Another, more recent, approach is called gamification. Gamification is fairly easy to understand—engage the techniques people use in solving games, and use them to solve non-game problems. My favorite example of this is using the game Doom to kill system processes. The idea is to use Doom where your character kills system processes as it would to kill zombies (or whatever they are in Doom).

An additional example is that of Stack Overflow. It allows people to post questions and then other people provide answers. Based on the answers and how they are disseminated, people answering questions gain “points” and/or “badges.” They can be earned in a variety of ways, such as simply posting links to the questions and answers via Facebook and Twitter. Moreover, people’s answers can be rated by other people with higher ratings, getting you more “status” within the community. As a user’s reputation points go past certain levels, they gain additional privileges.

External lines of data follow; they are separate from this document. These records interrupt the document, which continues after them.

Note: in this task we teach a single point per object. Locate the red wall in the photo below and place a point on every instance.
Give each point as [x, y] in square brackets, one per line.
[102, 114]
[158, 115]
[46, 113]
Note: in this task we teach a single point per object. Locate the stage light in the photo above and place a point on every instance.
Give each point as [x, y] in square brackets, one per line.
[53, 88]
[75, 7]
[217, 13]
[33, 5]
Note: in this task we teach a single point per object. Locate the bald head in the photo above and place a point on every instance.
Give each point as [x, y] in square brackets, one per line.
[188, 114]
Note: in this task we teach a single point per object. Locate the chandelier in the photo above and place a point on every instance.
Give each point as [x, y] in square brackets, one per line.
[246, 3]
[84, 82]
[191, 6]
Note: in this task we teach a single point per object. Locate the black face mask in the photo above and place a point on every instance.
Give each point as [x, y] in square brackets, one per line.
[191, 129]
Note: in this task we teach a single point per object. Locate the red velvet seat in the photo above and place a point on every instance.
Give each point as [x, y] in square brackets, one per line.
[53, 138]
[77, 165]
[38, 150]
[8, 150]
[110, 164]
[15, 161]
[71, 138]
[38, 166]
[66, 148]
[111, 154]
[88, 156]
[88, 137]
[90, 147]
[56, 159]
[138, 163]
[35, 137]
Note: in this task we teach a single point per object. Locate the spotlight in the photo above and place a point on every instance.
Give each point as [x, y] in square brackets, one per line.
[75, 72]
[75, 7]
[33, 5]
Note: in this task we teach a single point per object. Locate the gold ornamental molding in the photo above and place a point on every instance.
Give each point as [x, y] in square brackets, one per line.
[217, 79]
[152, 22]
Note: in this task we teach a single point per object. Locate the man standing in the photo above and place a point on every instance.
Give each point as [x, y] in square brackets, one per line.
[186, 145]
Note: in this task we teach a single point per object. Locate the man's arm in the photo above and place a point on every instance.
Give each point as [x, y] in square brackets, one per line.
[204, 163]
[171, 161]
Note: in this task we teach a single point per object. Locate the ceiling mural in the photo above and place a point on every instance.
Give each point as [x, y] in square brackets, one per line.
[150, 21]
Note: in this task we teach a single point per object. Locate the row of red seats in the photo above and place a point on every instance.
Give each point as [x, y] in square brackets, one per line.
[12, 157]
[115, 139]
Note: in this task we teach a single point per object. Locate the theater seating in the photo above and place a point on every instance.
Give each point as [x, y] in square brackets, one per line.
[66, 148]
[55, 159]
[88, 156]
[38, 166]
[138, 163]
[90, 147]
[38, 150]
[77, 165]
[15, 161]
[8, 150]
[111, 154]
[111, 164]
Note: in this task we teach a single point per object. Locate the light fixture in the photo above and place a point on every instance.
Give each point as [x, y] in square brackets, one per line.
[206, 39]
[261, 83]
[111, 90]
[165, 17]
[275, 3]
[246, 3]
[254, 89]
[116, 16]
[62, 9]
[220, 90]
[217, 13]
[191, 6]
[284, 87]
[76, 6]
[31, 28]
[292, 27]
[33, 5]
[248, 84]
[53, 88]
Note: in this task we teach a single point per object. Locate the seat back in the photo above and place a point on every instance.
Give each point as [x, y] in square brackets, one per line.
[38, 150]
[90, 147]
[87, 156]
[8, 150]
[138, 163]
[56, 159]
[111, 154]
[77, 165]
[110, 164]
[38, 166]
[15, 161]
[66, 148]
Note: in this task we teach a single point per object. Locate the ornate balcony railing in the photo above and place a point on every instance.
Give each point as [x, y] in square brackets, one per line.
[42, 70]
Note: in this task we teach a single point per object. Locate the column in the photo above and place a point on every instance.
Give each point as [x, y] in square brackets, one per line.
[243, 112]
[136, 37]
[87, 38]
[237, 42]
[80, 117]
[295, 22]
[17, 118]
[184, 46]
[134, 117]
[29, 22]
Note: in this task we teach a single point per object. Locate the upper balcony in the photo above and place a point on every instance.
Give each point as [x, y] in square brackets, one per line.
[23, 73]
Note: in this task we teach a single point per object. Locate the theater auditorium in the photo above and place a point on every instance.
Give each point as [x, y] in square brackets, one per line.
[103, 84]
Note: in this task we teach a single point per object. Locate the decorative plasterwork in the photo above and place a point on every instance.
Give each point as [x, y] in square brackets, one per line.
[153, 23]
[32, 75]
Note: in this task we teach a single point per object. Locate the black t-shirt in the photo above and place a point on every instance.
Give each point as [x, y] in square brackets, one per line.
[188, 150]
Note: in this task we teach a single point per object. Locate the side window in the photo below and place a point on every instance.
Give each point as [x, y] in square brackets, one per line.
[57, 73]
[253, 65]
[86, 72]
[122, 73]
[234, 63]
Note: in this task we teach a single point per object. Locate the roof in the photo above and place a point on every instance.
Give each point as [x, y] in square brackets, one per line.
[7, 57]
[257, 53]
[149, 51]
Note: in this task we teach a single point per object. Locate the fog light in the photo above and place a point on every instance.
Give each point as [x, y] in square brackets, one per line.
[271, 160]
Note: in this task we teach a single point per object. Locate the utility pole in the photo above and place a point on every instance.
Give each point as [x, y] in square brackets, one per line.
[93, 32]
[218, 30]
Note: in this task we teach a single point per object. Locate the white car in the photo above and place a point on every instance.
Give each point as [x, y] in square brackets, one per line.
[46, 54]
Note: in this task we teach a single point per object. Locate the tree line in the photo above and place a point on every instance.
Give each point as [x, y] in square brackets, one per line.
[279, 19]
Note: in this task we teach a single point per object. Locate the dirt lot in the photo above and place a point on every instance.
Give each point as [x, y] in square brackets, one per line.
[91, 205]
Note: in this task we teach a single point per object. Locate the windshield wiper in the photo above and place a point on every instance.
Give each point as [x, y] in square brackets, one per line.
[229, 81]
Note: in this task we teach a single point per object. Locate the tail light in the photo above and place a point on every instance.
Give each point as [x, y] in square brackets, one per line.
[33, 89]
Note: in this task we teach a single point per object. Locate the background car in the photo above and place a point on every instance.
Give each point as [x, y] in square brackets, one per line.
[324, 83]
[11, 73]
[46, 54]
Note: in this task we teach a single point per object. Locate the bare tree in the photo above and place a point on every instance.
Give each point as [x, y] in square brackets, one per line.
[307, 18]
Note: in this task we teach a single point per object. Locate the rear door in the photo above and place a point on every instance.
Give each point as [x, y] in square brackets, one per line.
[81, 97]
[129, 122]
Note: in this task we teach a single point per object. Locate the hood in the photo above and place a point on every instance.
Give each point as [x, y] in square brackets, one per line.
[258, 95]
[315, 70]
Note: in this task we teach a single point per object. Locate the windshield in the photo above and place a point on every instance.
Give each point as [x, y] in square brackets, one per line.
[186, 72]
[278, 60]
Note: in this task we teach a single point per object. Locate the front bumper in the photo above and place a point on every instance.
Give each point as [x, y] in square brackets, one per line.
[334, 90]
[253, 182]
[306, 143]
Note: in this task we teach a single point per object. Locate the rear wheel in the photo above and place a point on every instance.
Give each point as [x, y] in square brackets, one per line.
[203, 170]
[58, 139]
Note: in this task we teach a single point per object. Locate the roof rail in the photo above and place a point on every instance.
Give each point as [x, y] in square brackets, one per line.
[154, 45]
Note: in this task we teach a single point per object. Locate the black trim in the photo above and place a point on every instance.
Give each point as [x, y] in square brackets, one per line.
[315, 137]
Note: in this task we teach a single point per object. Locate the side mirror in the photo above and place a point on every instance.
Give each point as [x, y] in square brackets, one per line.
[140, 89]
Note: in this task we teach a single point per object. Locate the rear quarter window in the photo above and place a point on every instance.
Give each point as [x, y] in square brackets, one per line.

At the higher end, they get the privilege of moderating the Stack Overflow site.

The challenge in gamification becomes how to use these techniques, among others, to motivate people to tag their data files. Ideally, you want to employ the technique(s) while the researchers are creating the data—otherwise, you end up using a large stick approach at the end of the project (e.g., metadata tag your data or you can’t move onto the next project).

You also have to be very careful about using any of these techniques because it could encourage people to just enter anything for the metadata, which doesn’t help anyone. In some ways, I think of this as “metadata malware” because you are doing damage to the search and ultimately any analysis done with the search data.

Consequently, you need to have a review system that checks the quality of the metadata. This could be a part of the gamification process as well. This checking process would result in something like Wikipedia where there are people who check entries and tag them if there are flaws, all in the interest of improving the quality of the entry.

I think checking the quality of the metadata could a much more important task than one might think. For example, if the metadata is incorrect and if someone used it, it could invalidate their search or any conclusions made. The only way around this is to check every piece of data you use prior to using it, which defeats the purpose of creating metadata tags.

Summary

Fundamentally, metadata is difficult. You have to begin by designing and testing what data needs to be saved as metadata for a particular file, and this takes time and experimentation. You may have to develop tools as part of the process to help users easily add metadata to the files, again adding time. And finally, you have to develop the process where users create metadata tags for their files. This process includes quality checking as well.

Moreover, you need to find ways of motivating researchers to tag their data. The general consensus seems to be that asking researchers to go through all of their data at the end of a project, just to metadata tag it, is an exercise in frustration for everyone involved. Consequently, we need some motivation techniques to help researchers keep up with their metadata tagging as the create it and use it. In my opinion, you may even need a psychiatrist to help with these steps.

There is no magic pixie dust that can be spread on the metadata tagging process to make it better. There is no magic way to ensure that the creation of useful metadata happens automatically. And finally, there is no magic that can make this all go away.

You can’t avoid the need for adding meaningful, useful and accurate metadata tags to files. And that means you have to put in the effort.